The Prequel Menace

Looking Back at the Second Star Wars Trilogy

Gino Maley, Opinion Editor

I know, I know. I actually think that the Star Wars Prequels aren’t terrible. Surprising, yes, heretical to some, even. But before you dismiss this piece and label me a “prequel apologist;” I do think that for all the things the Prequels did right, they did a lot wrong. I do agree that George Lucas has no right to be anywhere near a Star Wars film unless he’s shown a ticket to the theater usher like the rest of us. But what I can’t stand is this cultural staple of gathering up the town mob and collectively bashing the movies until they’re black and blue. So let me tell you why the Prequels aren’t that bad.

First, a starting point. One of the things I hear a lot from Prequel-haters is something along the lines of “they’re not nearly as good movies as the original trilogy!” And while I would agree, I would also suggest that these people look at the original trilogy through nostalgia-tinted glasses. After recently rewatching all the movies in preparation for the The Force Awakens, I came to the conclusion that it’s a miracle that A New Hope was nearly as successful as it was. While the story and themes captures the imagination and wonder of all viewers, from a purely objective standpoint- it’s pretty terrible. It’s the perfect combination of cheesy sci-fi campiness, bad acting, and laughable editing that it’s amazing it was so incredibly well received. And this is coming from someone who lives and breathes Star Wars. Empire Strikes Back is where the franchise actually became good and well done, minus an infuriating cliffhanger ending, and Return of the Jedi is just barely on par with Episode V.

Let’s start with Phantom Menace, the first movie in the prequel trilogy and a strange, deformed creation of modern CGI. Menace actually did a lot of really cool things in its premise, and it actually was pretty cleverly written at parts.

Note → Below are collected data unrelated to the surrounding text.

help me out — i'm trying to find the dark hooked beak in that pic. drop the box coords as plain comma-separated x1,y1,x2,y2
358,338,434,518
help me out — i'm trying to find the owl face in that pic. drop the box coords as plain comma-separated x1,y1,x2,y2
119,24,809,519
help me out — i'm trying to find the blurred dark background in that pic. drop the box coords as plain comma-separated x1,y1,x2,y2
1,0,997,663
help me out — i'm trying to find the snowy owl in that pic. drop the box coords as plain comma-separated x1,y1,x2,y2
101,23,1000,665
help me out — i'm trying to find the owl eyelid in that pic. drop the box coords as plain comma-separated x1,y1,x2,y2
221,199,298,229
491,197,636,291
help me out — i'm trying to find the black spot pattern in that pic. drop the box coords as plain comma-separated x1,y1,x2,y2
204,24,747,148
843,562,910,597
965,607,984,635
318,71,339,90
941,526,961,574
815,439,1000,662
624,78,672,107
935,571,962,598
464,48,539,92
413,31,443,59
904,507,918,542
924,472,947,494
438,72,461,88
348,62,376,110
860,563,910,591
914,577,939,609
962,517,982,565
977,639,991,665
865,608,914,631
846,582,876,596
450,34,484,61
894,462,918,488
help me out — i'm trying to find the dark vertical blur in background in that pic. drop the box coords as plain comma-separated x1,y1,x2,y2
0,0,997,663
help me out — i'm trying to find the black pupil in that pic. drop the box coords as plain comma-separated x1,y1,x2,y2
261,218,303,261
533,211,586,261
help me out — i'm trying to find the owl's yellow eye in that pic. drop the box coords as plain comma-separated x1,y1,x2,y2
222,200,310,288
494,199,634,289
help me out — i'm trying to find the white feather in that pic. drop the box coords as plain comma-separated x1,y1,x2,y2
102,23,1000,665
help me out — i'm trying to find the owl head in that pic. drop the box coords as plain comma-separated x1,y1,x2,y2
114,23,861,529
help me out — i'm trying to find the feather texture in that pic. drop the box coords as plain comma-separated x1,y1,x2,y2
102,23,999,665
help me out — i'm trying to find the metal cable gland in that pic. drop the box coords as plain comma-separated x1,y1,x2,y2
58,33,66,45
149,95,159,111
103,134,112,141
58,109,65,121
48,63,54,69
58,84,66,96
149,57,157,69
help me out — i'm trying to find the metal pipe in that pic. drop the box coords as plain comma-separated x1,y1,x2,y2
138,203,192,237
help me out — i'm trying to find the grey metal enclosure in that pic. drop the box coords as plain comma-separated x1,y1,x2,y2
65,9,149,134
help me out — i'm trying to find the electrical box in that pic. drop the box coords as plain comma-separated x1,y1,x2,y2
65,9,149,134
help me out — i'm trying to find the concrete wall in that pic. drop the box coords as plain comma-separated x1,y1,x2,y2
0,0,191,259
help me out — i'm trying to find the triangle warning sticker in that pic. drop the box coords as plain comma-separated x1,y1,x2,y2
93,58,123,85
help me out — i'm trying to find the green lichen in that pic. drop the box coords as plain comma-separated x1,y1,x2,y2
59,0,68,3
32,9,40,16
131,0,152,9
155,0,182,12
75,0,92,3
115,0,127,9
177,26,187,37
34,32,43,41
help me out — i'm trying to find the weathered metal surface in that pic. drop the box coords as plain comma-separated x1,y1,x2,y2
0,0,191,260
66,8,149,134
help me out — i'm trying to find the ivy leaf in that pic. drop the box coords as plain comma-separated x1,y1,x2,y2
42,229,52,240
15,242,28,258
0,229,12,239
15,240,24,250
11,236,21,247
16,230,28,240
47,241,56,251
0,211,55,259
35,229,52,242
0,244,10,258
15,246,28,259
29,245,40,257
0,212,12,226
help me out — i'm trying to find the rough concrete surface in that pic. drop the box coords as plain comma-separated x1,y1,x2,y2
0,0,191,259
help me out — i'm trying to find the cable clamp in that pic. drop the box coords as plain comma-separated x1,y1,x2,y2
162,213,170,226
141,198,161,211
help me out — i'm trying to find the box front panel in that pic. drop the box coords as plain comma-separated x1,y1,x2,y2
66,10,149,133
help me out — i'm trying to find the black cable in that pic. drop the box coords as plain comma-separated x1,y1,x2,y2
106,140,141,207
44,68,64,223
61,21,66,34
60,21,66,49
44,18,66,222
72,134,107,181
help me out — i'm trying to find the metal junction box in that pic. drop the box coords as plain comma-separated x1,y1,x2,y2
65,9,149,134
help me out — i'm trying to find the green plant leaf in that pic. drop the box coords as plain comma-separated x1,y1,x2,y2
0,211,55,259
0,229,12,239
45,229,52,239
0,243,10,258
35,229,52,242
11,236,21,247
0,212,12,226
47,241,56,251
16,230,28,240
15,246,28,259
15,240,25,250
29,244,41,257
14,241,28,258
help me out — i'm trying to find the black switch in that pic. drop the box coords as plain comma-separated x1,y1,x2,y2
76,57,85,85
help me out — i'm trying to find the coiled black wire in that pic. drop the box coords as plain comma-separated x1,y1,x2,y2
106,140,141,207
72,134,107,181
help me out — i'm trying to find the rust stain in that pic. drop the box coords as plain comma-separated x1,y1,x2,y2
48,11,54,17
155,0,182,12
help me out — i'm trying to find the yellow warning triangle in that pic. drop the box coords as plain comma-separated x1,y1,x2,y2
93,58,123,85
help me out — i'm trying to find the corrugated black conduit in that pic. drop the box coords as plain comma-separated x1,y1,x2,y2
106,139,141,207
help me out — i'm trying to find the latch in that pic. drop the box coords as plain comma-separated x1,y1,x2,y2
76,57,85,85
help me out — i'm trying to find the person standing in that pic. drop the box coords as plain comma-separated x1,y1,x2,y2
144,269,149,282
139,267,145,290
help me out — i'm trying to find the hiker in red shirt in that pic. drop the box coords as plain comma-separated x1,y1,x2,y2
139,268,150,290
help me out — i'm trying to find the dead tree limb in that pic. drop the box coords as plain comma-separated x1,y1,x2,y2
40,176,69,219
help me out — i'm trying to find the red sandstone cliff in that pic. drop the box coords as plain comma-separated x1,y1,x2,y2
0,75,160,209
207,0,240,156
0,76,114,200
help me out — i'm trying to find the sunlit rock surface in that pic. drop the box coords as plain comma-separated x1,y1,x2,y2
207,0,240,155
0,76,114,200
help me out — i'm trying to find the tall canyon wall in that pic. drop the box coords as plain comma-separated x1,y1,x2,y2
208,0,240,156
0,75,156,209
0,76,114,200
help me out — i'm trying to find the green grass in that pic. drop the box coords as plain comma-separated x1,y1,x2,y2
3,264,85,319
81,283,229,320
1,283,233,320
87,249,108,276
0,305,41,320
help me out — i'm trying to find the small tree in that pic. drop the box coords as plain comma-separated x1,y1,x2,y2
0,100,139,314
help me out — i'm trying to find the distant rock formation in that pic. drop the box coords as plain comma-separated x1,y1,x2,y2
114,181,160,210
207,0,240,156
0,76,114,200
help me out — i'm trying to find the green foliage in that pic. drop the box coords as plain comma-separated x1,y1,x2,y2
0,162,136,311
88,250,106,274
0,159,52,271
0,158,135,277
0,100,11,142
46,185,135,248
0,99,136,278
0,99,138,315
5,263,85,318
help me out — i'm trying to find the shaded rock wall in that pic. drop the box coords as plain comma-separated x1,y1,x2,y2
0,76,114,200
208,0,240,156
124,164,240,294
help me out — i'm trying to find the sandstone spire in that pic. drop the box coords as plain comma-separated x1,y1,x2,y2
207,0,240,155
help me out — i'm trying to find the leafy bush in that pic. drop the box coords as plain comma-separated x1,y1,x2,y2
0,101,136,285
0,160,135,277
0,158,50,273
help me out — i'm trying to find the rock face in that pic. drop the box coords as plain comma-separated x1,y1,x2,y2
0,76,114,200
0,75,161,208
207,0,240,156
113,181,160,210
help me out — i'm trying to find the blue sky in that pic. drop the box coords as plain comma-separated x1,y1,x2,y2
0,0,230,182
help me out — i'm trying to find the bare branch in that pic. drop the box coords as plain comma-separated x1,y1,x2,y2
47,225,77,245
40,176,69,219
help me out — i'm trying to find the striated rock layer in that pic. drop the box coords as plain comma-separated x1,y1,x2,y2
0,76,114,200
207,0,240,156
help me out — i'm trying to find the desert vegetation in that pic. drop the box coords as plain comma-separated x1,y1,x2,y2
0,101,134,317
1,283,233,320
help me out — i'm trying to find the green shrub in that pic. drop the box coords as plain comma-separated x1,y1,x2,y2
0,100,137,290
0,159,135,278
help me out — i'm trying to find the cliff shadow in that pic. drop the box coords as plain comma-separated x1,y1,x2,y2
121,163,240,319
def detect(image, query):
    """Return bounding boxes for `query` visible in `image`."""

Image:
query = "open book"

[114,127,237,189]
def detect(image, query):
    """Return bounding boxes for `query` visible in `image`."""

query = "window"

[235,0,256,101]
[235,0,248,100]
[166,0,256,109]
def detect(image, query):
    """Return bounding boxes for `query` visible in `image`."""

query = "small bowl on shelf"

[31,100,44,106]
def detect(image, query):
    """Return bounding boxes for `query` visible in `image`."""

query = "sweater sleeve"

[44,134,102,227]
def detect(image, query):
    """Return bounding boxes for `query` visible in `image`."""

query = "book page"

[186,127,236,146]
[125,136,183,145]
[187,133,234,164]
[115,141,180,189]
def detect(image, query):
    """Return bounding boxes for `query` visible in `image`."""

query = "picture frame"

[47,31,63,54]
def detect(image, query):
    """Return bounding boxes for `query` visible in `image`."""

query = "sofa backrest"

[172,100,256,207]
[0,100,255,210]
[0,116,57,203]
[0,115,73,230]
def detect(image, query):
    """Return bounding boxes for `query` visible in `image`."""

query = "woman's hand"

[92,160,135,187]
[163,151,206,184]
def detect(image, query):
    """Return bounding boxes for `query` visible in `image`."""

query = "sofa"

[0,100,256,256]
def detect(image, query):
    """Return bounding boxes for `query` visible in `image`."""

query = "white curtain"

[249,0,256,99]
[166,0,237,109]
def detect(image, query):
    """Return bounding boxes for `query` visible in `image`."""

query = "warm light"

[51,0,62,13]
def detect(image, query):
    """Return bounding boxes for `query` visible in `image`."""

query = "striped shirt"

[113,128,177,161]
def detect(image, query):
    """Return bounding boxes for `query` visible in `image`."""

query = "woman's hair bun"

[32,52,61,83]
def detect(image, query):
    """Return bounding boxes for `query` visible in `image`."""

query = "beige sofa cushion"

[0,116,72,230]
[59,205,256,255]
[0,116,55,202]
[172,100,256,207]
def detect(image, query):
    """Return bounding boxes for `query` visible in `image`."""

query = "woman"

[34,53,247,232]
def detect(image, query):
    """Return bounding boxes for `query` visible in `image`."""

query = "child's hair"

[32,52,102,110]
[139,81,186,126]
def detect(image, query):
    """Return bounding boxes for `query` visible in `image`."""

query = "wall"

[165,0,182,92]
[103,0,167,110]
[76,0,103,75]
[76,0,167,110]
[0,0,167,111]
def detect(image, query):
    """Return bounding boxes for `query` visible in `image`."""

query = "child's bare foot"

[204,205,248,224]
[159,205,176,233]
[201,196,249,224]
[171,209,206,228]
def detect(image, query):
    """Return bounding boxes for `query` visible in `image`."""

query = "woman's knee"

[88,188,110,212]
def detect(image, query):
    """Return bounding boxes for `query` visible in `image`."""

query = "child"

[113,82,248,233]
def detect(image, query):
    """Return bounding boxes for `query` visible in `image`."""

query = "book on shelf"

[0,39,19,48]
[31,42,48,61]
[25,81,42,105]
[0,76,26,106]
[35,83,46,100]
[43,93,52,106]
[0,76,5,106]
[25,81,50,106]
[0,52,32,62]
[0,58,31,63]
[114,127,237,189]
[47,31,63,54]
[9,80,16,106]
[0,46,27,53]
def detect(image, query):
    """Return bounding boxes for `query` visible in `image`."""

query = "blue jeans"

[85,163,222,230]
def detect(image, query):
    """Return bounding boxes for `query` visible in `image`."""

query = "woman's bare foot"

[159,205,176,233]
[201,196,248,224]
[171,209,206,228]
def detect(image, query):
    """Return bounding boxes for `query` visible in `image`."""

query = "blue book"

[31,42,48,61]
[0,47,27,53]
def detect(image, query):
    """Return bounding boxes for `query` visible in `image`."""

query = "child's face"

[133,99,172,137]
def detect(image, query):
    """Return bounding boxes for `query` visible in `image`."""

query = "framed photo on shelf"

It introduced us to not only a young, handsome, and interesting Obi-Wan (a character who lacked depth in the originals,) but it introduced us to the living, breathing world of Star Wars. No longer was the universe a galaxy far far away, but one that lived and worked, up close and in person. Menace gave us a deeper understanding of how the galaxy operated and functioned, and introduced us to how then Senator Palpatine would use these functions to manipulate it in his own way. The foreshadowing of the return of the Sith was very well done, and it made it seem real. The one major criticism I have of Episode I is that it is far too long. The film’s cool stuff is held back by Lucas’ want to build up the world, mired by writers who didn’t understand that you don’t have to show tell everything. Slim down the lengthy movie, remove some of the political scenes, shorten some obnoxiously long moments, and turn Jar-Jar from a useless buffoon who survives on luck into simply a simple-minded alien who is easily manipulated, and you’d have a great movie.

Attack of the Clones is by the far the worst thing Star Wars ever made. And there’s a lot of bad Star Wars stuff. This abomination of a movie had an idea of what it wanted to show, but not a good idea of how to show it. It wanted to show the Clone Wars and their origin, as well as Anakin’s beginnings of succumbing to his emotions. How’d they achieve this? Have Anakin creepily interact with Padme for what feels like hours and somehow turn that into the two falling in love. It’s rushed and terrible, and whoever wrote Anakin’s supposedly romantic lines probably got all his material from a thirteen year old’s description of love. If the movie had instead developed the Clones and the Clone Wars, as well as Count Dooku and the villains, this movie would have been good.

Revenge of the Sith is great. It shows us the full transformation of the Star Wars world into one that is full of hate, anger, and the Dark Side. It perfectly captures the deception and manipulation that went into it all, and it showcases the emotional journeys of all the Jedi involved, especially Anakin and Obi-Wan. I’ve always said that if there’s one thing the Prequels did right, it’s Ewan McGregor, who played Obi-Wan Kenobi. The actor captured Obi-Wan so well, and his clear passion for the character shined through the murky waters of the Prequels. What I would have loved to have seen more of would be General Grievous, an awesome, intimidating character that is underutilized and underrepresented in the films, and more of the Clones and how they operated. The Clones are awesome, and the idea of the Clone Wars was one of the best things the franchise had going for it, but sadly it was underdone in the films.

So- not perfect. Not great. Some parts not even good. But what I can say about the prequels is that they have some cool aspects in them, and they really have a foundation for what could have been a trilogy of really awesome movies.